The linear regular waves are considered, and the incident-wave is assumed to come from the negative x-axis; therefore, the incident potential ${\phi }_I\left(P\right)$ can be introduced in a cylindrical coordinate as follows:

$$\begin{array}{cc}\hfill {\phi }_I\left(P\right)& =\frac{cosh{k}_0(z-h)}{cosh{k}_{0}h}{e}^{-i{k}_{0}x}\hfill \\ \hfill & =\sum _{m=-\infty }^{\infty }{\alpha }_m{Z}_0\left(z\right)J_m\left(k_{0}r\right)e^{-im\theta }\hfill \end{array}$$

(7)

where

$${\alpha }_m=e^{-im\pi /2},Z_0\left(z\right)=\frac{cosh{k}_0(z-h)}{cosh{k}_{0}h}$$

(8)

$$K=\frac{{\omega }^2}{g}=k_{0}tanh{k}_{0}h$$

(9)

Here, the Bessel function of the first kind of order m is denoted by $J_m\left(k_{0}r\right)$.

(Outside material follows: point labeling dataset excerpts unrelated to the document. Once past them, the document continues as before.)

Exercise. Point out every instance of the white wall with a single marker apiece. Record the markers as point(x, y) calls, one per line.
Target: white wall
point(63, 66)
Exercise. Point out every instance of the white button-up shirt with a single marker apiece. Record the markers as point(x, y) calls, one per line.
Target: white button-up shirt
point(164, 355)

The disturbance potential, due to the presence of multiple floating bodies in the incident waves, is denoted as $\psi \left(P\right)$. As derived in Kagemoto and Yue [20], the total disturbance potential $\psi \left(P\right)$ for a four-column structure can be expressed as:

$$\psi \left(P\right)=\sum _{n=1}^4{\psi }^n\left(P\right)\approx \sum _{n=1}^4\sum _{l=-\infty }^{\infty }{A}_l^n{Z}_0\left(z\right)H_l^{\left(2\right)}\left(k_0{r}_n\right)e^{-il{\theta }_n}$$

(10)

Under an assumption of wide-spacing approximation [20], only progressive waves are considered in Equation (10), while the evanescent waves are neglected. Here, $A_l^n$ denotes the complex amplitude of the scattered progressive waves around the n-th cylinder. $A_l^n$ can be solved by a higher-order boundary element method reported in Kashiwagi [21]. The second kind of Hankel function of order l is denoted by $H_l^{\left(2\right)}\left(k_0{r}_n\right)$.

Rewriting the disturbance potential in the global cylindrical coordinate systems, using the Graf’s addition theorem for Bessel function, $\psi \left(P\right)$ can be given in the following form:

$$\psi \left(P\right)=\sum _{m=-\infty }^{\infty }{A}_m{Z}_0\left(z\right)H_m^{\left(2\right)}\left(k_{0}r\right)e^{-im\theta }$$

(11)

where

$$A_m=\sum _{n=1}^4\sum _{l=-\infty }^{\infty }{A}_l^n{J}_{l-m}\left(k_0{L}_{no}\right)e^{-i(l-m){\kappa }_{no}}$$

(12)

Then, the entire velocity potential can be introduced as the sum of the incident-wave potential and the disturbance-wave potential.

$$\phi \left(P\right)={\phi }_I\left(P\right)+\psi \left(P\right)=\sum _{m=-\infty }^{\infty }[{\alpha }_m{J}_m\left(k_{0}r\right)+A_m{H}_m^{\left(2\right)}\left(k_{0}r\right)]Z_0\left(z\right)e^{-im\theta }$$

(13)

Based on the velocity potential expressed in cylindrical coordinate systems, the total wave drift force acting on the entire cylinders can be obtained using the far-field method initiated by Maruo [22].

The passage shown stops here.